The Government is preparing a new draft law proposal on public private partnerships (PPP). After being reviewed by university professors and financial specialists from EBRD, EIB, World Bank and industry, the draft was published in March 2013. It is open for public debate and amendments and/or suggestions may be submitted.

The draft law proposal seeks to reflect European good practice guidelines issued by the European Public Private Partnership Expertise Centre (EPEC) so that public authorities may develop public projects based on common standards, although no European directive on PPP is in place.

Public projects aim at either manufacturing, rehabilitating or extending public goods or operating public services when the public partner can neither afford to entirely finance the project nor is it able to determine the technical specifications of the project.

Some features of PPPs:

  • cooperation between the public partner and the private partner to implement a public project;
  • long-term contracts that enable the private partner to have a reasonable return on his investment;
  • investments from both the private partner and the public partner;
  • risk allocation depends on the ability of each party to evaluate and manage the risk.

There are two versions of PPP:

  • A contract executed by three parties: the public partner, the private partner and a project company owned entirely by the private investor

Or

  • The public partner and the private partner incorporate a new project company whose only object of activity is to implement the project.

The PPP contract is executed at the public partner’s initiative.
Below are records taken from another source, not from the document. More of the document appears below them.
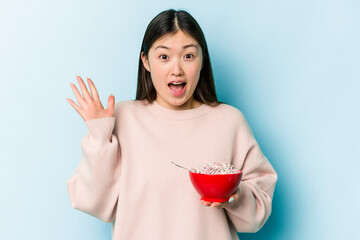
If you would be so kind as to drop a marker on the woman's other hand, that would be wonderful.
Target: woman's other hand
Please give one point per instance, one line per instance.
(233, 198)
(90, 106)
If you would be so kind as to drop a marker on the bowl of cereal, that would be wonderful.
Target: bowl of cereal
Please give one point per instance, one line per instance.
(215, 182)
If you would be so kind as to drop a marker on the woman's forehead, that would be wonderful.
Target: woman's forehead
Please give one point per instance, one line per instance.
(178, 40)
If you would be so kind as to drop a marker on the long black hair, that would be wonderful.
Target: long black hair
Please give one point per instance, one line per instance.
(170, 22)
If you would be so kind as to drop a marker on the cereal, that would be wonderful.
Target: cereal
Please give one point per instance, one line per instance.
(215, 168)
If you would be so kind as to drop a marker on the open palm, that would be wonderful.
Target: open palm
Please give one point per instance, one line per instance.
(90, 106)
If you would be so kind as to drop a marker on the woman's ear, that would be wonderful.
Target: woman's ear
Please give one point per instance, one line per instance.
(145, 61)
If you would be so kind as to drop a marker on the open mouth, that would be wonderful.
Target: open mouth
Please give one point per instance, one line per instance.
(177, 86)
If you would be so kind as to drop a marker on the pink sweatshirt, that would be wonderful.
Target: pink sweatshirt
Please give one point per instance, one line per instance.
(125, 175)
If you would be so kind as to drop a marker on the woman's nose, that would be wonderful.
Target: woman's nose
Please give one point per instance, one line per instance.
(177, 68)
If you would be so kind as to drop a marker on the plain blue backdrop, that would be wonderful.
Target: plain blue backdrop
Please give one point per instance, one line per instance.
(292, 68)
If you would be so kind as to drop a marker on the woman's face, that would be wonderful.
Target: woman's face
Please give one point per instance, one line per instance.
(174, 63)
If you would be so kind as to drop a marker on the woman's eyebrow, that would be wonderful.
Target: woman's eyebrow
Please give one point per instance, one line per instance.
(186, 46)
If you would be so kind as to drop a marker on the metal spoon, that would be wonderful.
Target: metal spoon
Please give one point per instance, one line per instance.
(180, 166)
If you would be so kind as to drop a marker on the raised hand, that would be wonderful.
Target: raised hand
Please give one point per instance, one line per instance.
(90, 106)
(234, 198)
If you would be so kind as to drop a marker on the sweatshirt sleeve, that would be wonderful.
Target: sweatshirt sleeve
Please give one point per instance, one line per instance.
(253, 207)
(94, 186)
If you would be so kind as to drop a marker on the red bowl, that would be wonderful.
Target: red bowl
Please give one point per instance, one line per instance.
(215, 188)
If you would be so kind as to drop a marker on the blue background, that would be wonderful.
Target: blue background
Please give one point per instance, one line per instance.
(292, 68)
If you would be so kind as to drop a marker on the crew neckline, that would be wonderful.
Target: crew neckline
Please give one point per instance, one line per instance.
(172, 114)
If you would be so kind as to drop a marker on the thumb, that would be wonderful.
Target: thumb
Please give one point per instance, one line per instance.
(111, 104)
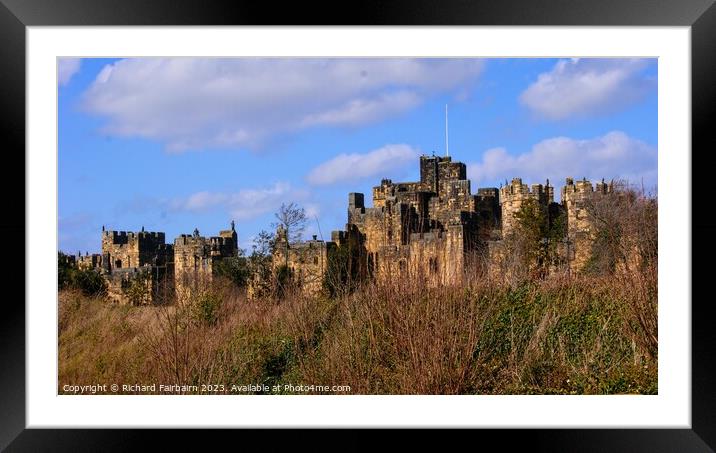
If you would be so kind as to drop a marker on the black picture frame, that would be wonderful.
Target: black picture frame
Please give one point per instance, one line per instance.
(16, 15)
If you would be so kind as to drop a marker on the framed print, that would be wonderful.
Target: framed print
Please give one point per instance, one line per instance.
(469, 216)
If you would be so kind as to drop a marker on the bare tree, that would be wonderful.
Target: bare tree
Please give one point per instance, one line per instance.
(292, 219)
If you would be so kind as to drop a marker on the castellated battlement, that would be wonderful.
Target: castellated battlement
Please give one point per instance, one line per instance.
(122, 237)
(514, 194)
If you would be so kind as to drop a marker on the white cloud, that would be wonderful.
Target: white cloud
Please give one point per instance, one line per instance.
(245, 204)
(614, 155)
(583, 87)
(66, 68)
(353, 167)
(195, 103)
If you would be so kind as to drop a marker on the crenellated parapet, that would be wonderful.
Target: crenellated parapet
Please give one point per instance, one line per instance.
(515, 194)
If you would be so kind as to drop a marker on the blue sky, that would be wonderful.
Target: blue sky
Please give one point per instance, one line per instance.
(183, 143)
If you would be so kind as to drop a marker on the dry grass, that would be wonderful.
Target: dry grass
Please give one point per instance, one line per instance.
(579, 335)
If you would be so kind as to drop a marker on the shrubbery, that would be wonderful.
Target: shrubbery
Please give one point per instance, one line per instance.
(89, 281)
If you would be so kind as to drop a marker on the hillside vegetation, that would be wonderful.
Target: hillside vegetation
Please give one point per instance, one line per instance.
(525, 332)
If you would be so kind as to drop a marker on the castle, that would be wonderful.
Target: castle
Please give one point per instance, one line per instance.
(144, 258)
(435, 227)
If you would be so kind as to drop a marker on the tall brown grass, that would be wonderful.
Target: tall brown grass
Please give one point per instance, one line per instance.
(561, 335)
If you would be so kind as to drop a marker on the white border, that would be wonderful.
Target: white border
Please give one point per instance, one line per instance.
(671, 408)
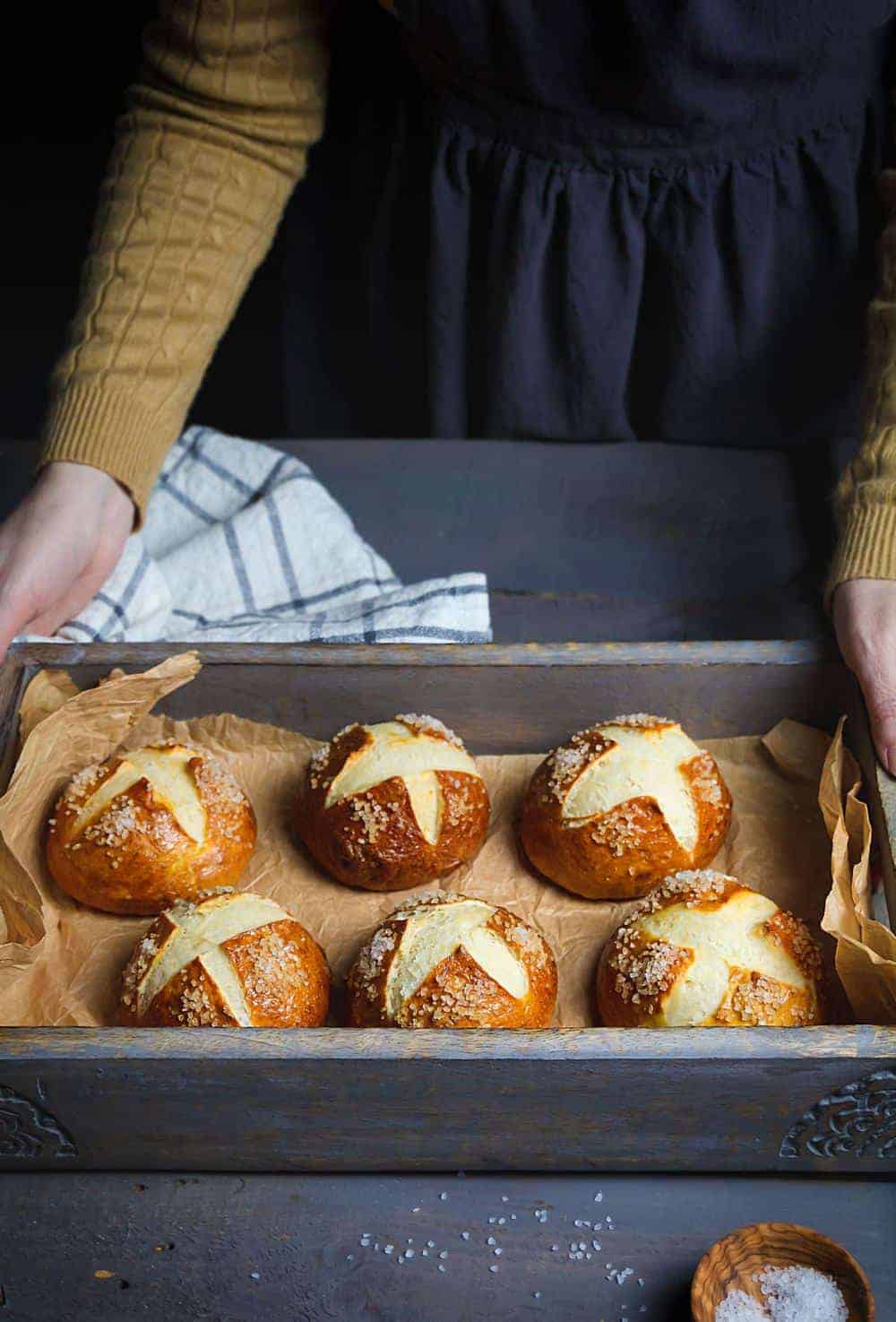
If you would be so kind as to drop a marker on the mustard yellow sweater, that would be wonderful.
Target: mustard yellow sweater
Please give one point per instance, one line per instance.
(213, 142)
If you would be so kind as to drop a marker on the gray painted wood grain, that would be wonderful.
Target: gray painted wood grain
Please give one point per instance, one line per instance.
(579, 1099)
(286, 1249)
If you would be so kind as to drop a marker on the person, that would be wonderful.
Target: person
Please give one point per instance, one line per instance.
(570, 222)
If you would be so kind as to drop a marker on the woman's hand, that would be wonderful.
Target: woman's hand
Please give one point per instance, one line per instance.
(58, 548)
(865, 617)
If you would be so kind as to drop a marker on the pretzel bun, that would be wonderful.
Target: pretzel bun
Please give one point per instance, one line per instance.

The public partner has to organize a two-phase competitive dialogue procedure. Firstly, to decide on the technical solution based on preliminary offers from qualifying private investors and then, to select the most economically advantageous offer out of the final offers.
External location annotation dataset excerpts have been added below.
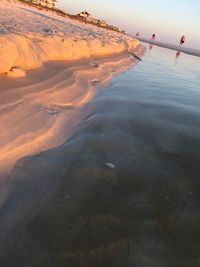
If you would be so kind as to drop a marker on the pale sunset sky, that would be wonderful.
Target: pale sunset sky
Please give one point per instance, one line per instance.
(169, 19)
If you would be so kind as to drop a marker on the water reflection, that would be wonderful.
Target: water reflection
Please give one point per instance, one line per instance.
(178, 54)
(151, 46)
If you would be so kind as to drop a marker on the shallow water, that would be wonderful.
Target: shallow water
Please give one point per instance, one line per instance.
(124, 190)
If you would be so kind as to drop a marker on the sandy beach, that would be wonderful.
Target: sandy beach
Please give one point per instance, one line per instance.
(37, 105)
(50, 68)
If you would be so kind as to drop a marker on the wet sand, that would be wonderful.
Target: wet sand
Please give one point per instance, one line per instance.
(189, 51)
(123, 190)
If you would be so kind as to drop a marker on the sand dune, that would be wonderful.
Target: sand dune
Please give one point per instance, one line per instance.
(39, 111)
(40, 115)
(29, 37)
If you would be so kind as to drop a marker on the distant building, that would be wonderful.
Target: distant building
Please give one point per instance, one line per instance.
(103, 23)
(44, 3)
(85, 15)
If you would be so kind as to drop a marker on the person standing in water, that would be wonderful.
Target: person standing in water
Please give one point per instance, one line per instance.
(137, 34)
(182, 41)
(153, 37)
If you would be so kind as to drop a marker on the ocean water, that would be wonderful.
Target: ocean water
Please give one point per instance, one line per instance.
(125, 186)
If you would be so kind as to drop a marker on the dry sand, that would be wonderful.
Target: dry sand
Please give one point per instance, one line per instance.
(38, 106)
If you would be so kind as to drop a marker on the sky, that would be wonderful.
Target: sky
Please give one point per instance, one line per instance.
(169, 19)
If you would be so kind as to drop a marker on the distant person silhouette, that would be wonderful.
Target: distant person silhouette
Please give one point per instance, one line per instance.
(153, 37)
(182, 41)
(137, 34)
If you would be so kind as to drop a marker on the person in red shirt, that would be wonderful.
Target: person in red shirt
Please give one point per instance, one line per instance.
(137, 34)
(153, 37)
(182, 41)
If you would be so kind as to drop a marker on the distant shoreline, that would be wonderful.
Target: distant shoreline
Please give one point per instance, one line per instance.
(185, 50)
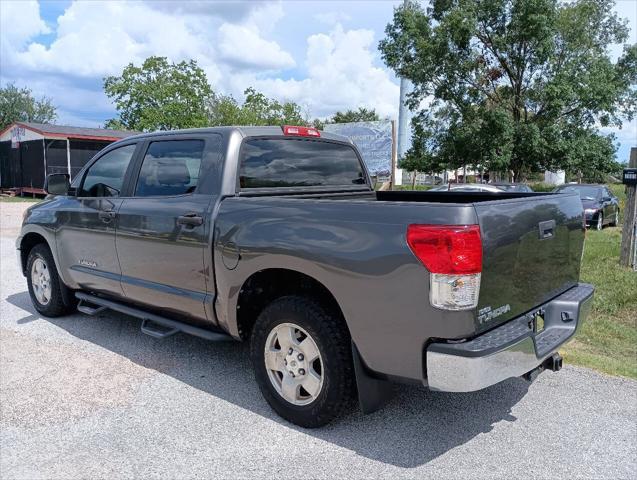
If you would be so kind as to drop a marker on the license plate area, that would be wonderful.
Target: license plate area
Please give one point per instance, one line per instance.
(536, 324)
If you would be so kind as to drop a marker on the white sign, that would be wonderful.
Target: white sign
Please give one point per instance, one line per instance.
(373, 140)
(17, 134)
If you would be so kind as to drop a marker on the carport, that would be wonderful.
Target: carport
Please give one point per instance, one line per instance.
(30, 151)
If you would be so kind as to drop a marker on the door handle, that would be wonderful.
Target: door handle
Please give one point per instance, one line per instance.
(190, 220)
(547, 229)
(106, 215)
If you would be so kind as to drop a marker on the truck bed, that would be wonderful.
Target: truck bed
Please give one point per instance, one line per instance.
(355, 242)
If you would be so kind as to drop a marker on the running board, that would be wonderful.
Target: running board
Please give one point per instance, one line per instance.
(172, 326)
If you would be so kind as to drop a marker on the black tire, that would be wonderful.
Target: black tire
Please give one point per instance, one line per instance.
(333, 342)
(61, 301)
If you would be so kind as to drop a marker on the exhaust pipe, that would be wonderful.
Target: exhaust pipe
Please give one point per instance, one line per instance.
(553, 363)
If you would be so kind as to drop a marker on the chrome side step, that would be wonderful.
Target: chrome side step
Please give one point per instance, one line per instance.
(88, 309)
(150, 321)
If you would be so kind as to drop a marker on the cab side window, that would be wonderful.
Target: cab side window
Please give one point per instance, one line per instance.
(106, 176)
(170, 168)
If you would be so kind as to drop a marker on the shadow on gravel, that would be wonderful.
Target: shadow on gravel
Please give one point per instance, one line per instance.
(414, 428)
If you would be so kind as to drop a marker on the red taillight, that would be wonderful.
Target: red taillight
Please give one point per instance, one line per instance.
(301, 131)
(448, 249)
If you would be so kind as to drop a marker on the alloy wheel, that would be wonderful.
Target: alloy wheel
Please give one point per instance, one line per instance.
(41, 281)
(294, 364)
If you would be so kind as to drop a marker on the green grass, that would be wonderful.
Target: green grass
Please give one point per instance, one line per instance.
(8, 199)
(608, 340)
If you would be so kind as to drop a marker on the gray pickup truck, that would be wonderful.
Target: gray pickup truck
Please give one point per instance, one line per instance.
(274, 235)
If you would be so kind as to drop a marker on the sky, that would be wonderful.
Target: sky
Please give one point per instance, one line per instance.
(320, 54)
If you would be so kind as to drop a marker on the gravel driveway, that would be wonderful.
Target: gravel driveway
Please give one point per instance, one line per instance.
(93, 397)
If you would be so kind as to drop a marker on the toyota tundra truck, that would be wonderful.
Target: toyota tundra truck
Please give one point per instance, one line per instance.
(276, 236)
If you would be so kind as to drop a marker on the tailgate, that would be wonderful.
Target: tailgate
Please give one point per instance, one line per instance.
(532, 249)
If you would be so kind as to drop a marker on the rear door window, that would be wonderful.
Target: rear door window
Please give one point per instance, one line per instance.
(106, 176)
(298, 163)
(170, 168)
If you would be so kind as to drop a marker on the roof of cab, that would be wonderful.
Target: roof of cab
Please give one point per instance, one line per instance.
(246, 131)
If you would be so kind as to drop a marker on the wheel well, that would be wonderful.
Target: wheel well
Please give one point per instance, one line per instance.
(263, 287)
(29, 241)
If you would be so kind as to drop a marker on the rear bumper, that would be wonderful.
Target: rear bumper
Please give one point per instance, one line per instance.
(510, 350)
The duration of the PPP contract shall be varied depending on the investment depreciation time and method of financing.

Contrary to the current legislation, the draft law proposal makes it clear that the public partner may finance the project by:

  • Transferring rights to the project company;
  • Bringing contributions in cash to the share capital of the project company;
  • Undertaking to pay certain amounts to either the private partner or the project company;
  • Granting mortgages or other guarantees to the project’s financing institutions.

Under the current law, PPP contracts do not represent sufficient appeal to investors. Since the draft law proposal is in line with good practices guidelines and makes it clearer and simpler for the private entity to foresee its risks, it might encourage the private sector to invest in public projects.